YARGITAY KARARI
DAİRE : 16. Hukuk Dairesi
ESAS NO : 2014/7087
KARAR NO : 2014/10500
KARAR TARİHİ : 24.09.2014
MAHKEMESİ : KIRIKHAN KADASTRO MAHKEMESİ
TARİHİ : 03/01/2014
NUMARASI : 2013/20-2014/2
Taraflar arasında görülen dava sonucunda verilen hükmün Yargıtay’ca incelenmesi istenilmekle; temyiz isteğinin süresinde olduğu anlaşıldı, inceleme raporu ve dosyadaki belgeler okundu, GEREĞİ GÖRÜŞÜLDÜ:
Kullanım kadastrosu sırasında S.Köyü çalışma alanında bulunan .. parsel sayılı taşınmaz, kadastro tutanağının beyanlar hanesine 6831 sayılı yasanın 2/B maddesi uyarınca orman sınırları dışına çıkarıldığı ve 1970 tarihinden itibaren Mehmet kızı H.. D..’in fiili kullanımında bulunduğu ve H.. D..’in 1987 yılında öldüğü şerhi yazılarak tarla vasfıyla Hazine adına tespit ve tescil edilmiştir. Davacı Ali kızı H.. D.. beyanlar hanesinde kimlik bilgilerinin yanlış yazıldığı ve taşınmazın yüzölçümünün eksik belirlendiği iddiasıyla iki ayrı dava açmıştır. Mahkemece dava dosyaları birleştirilerek yapılan yargılama sonunda; yüzölçümüne ilişkin davanın reddine, kimlik bilgilerine ilişkin davanın ise kabulü ile kullanım kadastrosu tutanağının iptaline, çekişmeli taşınmazın bağ vasfıyla Hazine adına tapuya tesciline, tapu kaydının beyanlar hanesine, taşınmazın 6831 sayılı Yasanın 2/B maddesi uyarınca orman sınırları dışına çıkarıldığı ve 1970 tarihinden beri tarla ve 1975 tarihinden beri bağ olarak davacı Ali kızı H.. D..’in fiili kullanımında bulunduğu şerhinin yazılmasına karar verilmiş; hüküm, davalı Hazine vekili tarafından temyiz edilmiştir.

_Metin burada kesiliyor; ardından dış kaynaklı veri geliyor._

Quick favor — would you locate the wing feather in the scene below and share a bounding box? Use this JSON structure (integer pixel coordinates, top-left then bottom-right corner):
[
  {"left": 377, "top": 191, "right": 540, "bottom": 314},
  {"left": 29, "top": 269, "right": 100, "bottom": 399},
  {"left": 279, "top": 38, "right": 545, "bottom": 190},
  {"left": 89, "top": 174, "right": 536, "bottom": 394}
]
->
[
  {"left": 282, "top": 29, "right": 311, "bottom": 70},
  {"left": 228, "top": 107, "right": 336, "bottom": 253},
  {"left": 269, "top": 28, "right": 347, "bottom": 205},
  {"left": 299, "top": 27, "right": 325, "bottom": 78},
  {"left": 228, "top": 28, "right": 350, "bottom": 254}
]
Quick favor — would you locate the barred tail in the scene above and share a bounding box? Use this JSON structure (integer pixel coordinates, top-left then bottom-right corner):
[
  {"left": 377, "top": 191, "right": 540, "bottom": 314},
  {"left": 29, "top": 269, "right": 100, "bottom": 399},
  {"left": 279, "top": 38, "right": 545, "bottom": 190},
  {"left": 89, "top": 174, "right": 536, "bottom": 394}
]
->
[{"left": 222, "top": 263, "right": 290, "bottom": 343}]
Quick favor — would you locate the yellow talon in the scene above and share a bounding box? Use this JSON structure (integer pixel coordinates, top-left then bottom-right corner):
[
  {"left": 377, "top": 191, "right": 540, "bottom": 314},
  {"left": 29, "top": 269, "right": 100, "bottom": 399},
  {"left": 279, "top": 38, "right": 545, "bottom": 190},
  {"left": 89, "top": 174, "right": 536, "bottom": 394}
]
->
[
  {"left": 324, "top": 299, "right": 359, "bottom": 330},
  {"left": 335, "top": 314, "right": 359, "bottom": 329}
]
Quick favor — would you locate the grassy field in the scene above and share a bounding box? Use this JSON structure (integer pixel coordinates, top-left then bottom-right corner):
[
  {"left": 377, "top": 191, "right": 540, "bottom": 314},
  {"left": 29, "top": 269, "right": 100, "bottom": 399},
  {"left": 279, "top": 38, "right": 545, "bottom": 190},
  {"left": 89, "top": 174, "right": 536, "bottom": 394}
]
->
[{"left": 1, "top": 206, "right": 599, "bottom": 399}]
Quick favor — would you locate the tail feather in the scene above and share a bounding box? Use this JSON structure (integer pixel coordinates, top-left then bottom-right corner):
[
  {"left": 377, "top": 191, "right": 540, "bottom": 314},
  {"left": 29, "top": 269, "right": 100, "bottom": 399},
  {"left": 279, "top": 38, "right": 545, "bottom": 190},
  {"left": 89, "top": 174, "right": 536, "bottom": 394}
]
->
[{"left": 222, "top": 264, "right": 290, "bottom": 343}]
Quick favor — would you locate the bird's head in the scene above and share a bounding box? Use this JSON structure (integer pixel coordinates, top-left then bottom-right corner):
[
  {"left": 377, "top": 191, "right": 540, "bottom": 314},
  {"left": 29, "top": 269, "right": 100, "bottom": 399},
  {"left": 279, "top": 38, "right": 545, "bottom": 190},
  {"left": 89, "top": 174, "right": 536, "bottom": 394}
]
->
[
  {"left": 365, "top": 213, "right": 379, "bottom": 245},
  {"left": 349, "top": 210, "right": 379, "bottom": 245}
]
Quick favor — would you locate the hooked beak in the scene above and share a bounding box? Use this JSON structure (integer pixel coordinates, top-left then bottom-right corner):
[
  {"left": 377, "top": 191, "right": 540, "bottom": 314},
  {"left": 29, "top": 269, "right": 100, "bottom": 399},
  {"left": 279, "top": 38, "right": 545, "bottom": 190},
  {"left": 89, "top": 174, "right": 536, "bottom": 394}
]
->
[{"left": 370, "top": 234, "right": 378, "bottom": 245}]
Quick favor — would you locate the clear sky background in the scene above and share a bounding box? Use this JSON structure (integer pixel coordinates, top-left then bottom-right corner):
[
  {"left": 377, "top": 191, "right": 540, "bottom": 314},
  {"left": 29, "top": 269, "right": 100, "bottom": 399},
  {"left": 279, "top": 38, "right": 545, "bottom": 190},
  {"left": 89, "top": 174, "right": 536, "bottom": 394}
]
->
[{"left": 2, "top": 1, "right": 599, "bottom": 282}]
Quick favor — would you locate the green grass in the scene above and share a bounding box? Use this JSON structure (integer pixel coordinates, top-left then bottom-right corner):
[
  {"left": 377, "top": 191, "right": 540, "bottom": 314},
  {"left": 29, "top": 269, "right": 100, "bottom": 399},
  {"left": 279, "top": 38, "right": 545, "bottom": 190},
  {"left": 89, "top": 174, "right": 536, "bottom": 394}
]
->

Dava, 3402 sayılı Yasaya 5831 sayılı Yasa’nın 8. maddesi ile eklenen Ek 4. maddesine göre yapılan kullanım kadastrosuna itiraza ilişkindir. Kural olarak kadastro davaları, lehine tespit ya da kadastro komisyonlarınca adlarına tescile karar verilen gerçek veya tüzel kişiye karşı açılır. Kullanım kadastrosuna itiraz niteliğindeki davaların da tespit maliki olan Hazineye ve beyanlar hanesinde ismi yazılı kişilere yöneltilmesi gerekir. Somut olayda temyize gelen uyuşmazlık; .. parsel sayılı taşınmazın beyanlar hanesindeki şerhe yönelik olup, davacı Ali kızı H.. D.. baba adının yanlış yazıldığını ve ölü olduğuna dair şerhin de hatalı olduğunu iddia etmiştir. Çekişmeli taşınmazın beyanlar hanesinde 1987 yılında ölen Mehmet kızı H.. D..’in kullanımında olduğu belirtilmiştir. Kadastro tutanağının edinme sebebinde belirtildiğinin aksine nüfus kayıtlarına göre Mehmet kızı H.. D.. sağ olup duruşmada dinlenen kadastro ekibinde görevli teknik bilirkişi Y.. Ö.. lehine şerh verilen kişinin tespit sırasında taşınmaz başında olmadığını tutanak bilirkişilerinin beyanlarına göre tespit yapıldığını ifade etmiş olduğuna göre kadastro tutanağında adı geçen ve sağ olduğu anlaşılan Mehmet kızı Hatice Demirel usulünce
davaya dahil edilerek taraf koşulu sağlanmalı, tarafların delilleri sorulup, gerektiğinde tutanak bilirkişilerinin tamamı yapılacak keşifte taşınmaz başında dinlenilerek ve davacının fiili kullanım durumu hakkında ileri sürecekleri tüm deliller birlikte değerlendirilerek sonucuna göre bir karar verilmesi gerekirken taraf koşulu sağlanmadan esas girilerek yazılı şekilde karar verilmesi isabetsiz olup, davalı Hazine vekilinin temyiz itirazları açıklanan nedenlerle yerinde görüldüğünden kabulü ile hükmün BOZULMASINA, 24.09.2014 gününde oybirliğiyle karar verildi.